Wednesday, March 25, 2009 1:26 PM
By: Dick Morris & Eileen McGann
Does President Obama truly believe that he can castigate and condemn Wall Street on Mondays, Wednesdays, and Fridays and then secure its cooperation on the other days of the week?
Does he not understand that when he ignites a public furor over AIG bonuses and then incites Congress to pass a punitive tax, he sends shivers down the spines of every other corporate executive who makes a lot of money?
Does he seriously believe that Wall Street investors will not worry that their winnings, should they join the Treasury as partners in risky investments, would be subject to public abuse, publicity, and confiscatory taxation?
Of course he realizes that his rhetoric makes it unlikely that his program will succeed. He obviously gets it that the entire concept of a public-private partnership is impossible amid a climate of waging class warfare, taxing the rich, and heaping contempt on anyone who makes money.
The president is quite bright and certainly understands that you cannot shake hands with your right while you launch a roundhouse with your left.
So why does Obama persist in his aggressive rhetoric? Why does he continue to treat Wall Street as something out of Dante's Inferno?
Because he's just not that into you! He doesn't really care if the public-private partnerships work out.
He sends Geithner out to announce the program because he doesn't want to make it his own. When he announces a stimulus plan or a new spending bill, it's Obama's moment before the teleprompter. But the public-private partnerships he leaves to his Treasury secretary to announce.

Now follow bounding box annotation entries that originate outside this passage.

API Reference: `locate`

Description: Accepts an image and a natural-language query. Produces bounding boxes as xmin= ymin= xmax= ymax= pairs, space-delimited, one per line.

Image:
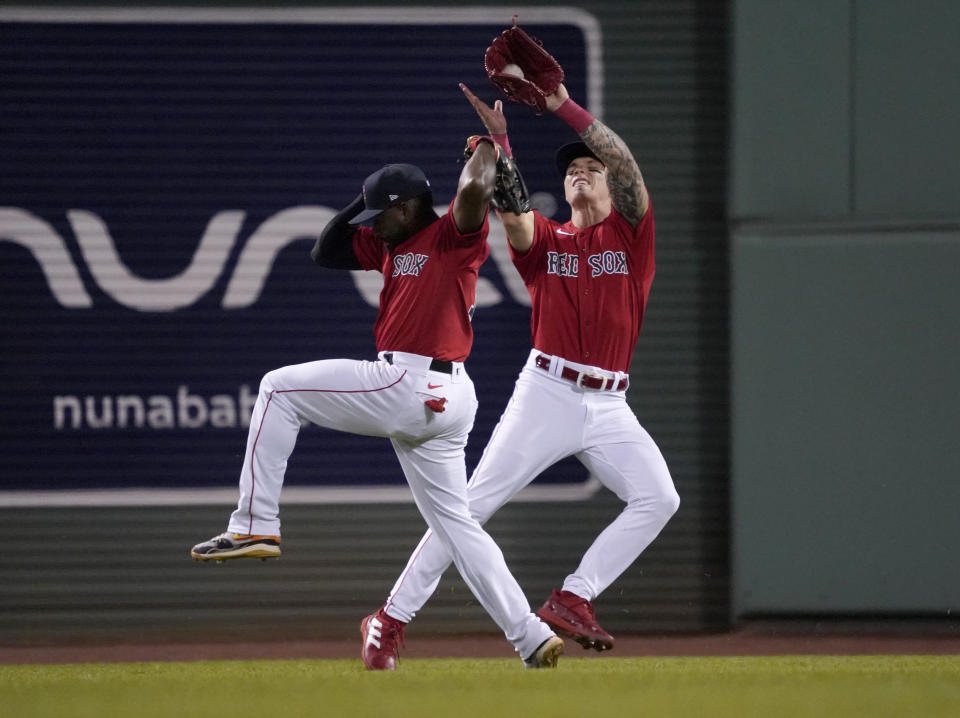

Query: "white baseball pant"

xmin=386 ymin=350 xmax=680 ymax=622
xmin=227 ymin=352 xmax=553 ymax=658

The most rational explanation for Obama's puzzling conduct — sabotaging his own program by way of his own rhetoric — is that he truly wants to be forced to nationalize the banks in pursuit of his ultimate goal of a socialist economy.
Obama has to oppose nationalization today in order to achieve it tomorrow.
He has to show the country and the world that he is doing all he can to help the private sector to sort things out with government help. He must ostentatiously invite the hated demons of Wall Street to join him in rescuing the banks in order, later, to say that he did his best to avoid having to take over the banks. Only then will nationalization be an acceptable alternative — when he has run out of other options.
Meanwhile, he makes sure the private sector won't play ball by going after their bonuses, sending an implicit message to the other executives on Wall Street that reads, “stay away.”
Even when he takes over the banks, as he almost inevitably will, he is going to have to dress up the nationalization as a temporary measure forced on him by the economy and the previously unrealized depth of the problem. He will cite the example of Sweden, where the government nationalized the banks only temporarily and returned them to private hands quickly.
You can't be for nationalization. But Obama hopes to accomplish it nonetheless.
Already, in the TARP and TALF programs, we can see how eager he is to use government power to manipulate the once-private sector. Consider the mandates piling up on any financial institution that takes government funds: limits on executive pay, corporate travel and conferences; a strong “buy American” recommendation; and aggressive action to get them to make consumer loans.
Can affirmative action, low-income lending, and diversity outreach be far behind?
If Obama can bring banks and the healthcare industry under government control, we will have de facto socialism. Is this Obama's goal? It is obviously where he is headed.